Die Storyline und vor allem das Worldbuilding der Autorin überzeugt: Sie schafft eine Welt, die schockiert, wütend und betroffen macht, aber dennoch so realitätsnah bleibt, dass man sie sich vorstellen kann. Der Anfang des Buches besteht deshalb größtenteils aus dem Kennenlernen von Tierney, ihrer Familie und den Gegebenheiten der Welt und Gesellschaft, in der sie lebt. Die Rolle der Frau und die Angst vor dem bevorstehenden Gnadenjahr werden sehr eindringlich beschrieben und erschüttert. Auch den Dynamiken und Beziehungen der Menschen zueinander wird großer Raum gegeben, damit die Leser die Auswirkungen dieser Welt mit all ihren Traditionen und Glaubensweisen verstehen lernen. Insbesondere die Gruppendynamiken werden auch im folgenden Grace Year treffend und emphatisch dargestellt. Das Buch wird im weiteren Verlauf immer brutaler und die Spannung steigt kontinuierlich an. Die sich anbahnende Liebesgeschichte wirkte auf den ersten Blick deshalb etwas deplatziert und war für meinen Geschmack auch etwas schnell abgehandelt, rückte aber nicht zu stark in den Fokus, als dass sie das Geschehen zu sehr beeinflusst hätte. Zum Glück wurde Tierneys Streben nach Unabhängigkeit und Emanzipation davon nicht beeinflusst. Das Ende hingegen hat mich atemlos hinterlassen: Es passiert wahnsinnig viel und einiges davon kam für mich so unvorhergesehen und überraschend, dass ich nach Luft schnappen musste. Wow, wow, wow! Niemals hätte ich erwartet, dass sich die Story auf den letzten Seiten noch einmal so drehen wird! Der Ausgang war zwar nicht das Happy End, auf das ich hingehofft hatte, aber so sogar viel besser, stimmiger und realistischer – ein toller Twist, den die Autorin hier hingelegt hat! In gewisser Weise endet es zwar traurig, aber dennoch voller Hoffnung, es wird durch das offene Ende Raum für die eigene Phantasie gelassen. Das hat mir wahnsinnig gut gefallen, auch wenn ich erst einmal Zeit zum Verarbeiten gebraucht habe.

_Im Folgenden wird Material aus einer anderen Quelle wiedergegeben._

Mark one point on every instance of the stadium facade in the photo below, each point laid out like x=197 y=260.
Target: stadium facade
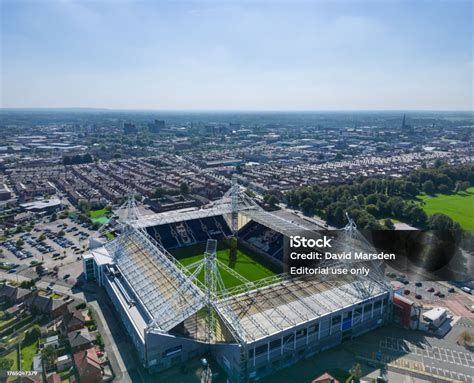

Für mich war „The Grace Year“ ein Buch, das zum Nachdenken anregt und noch lange nachhallt. Es ist erschütternd, fesselnd und heftig, eine gelungene Dystopie zwischen den „Tributen von Panem“ und „The Handmaid´s Tale“. Natürlich gab es auch hier Szenen, die für meinen Geschmack zu schnell abgehandelt waren und offene Fragen zum Konstrukt „Garner County“ und seiner Lebenswirklichkeiten, aber alles in allem haben mich Tierney als rebellische Kämpferin und die gruppendynamischen Entwicklungen im Gnadenjahr-Lager überzeugen können. Ich finde jedoch, dass die Altersempfehlung von 14 Jahren bei so viel Grausamkeit heraufgesetzt werden sollte. Für mich war es aber auf jeden Fall ein Buch, das definitiv Eindruck hinterlassen hat und dessen krasse Story ich nicht vergessen werde.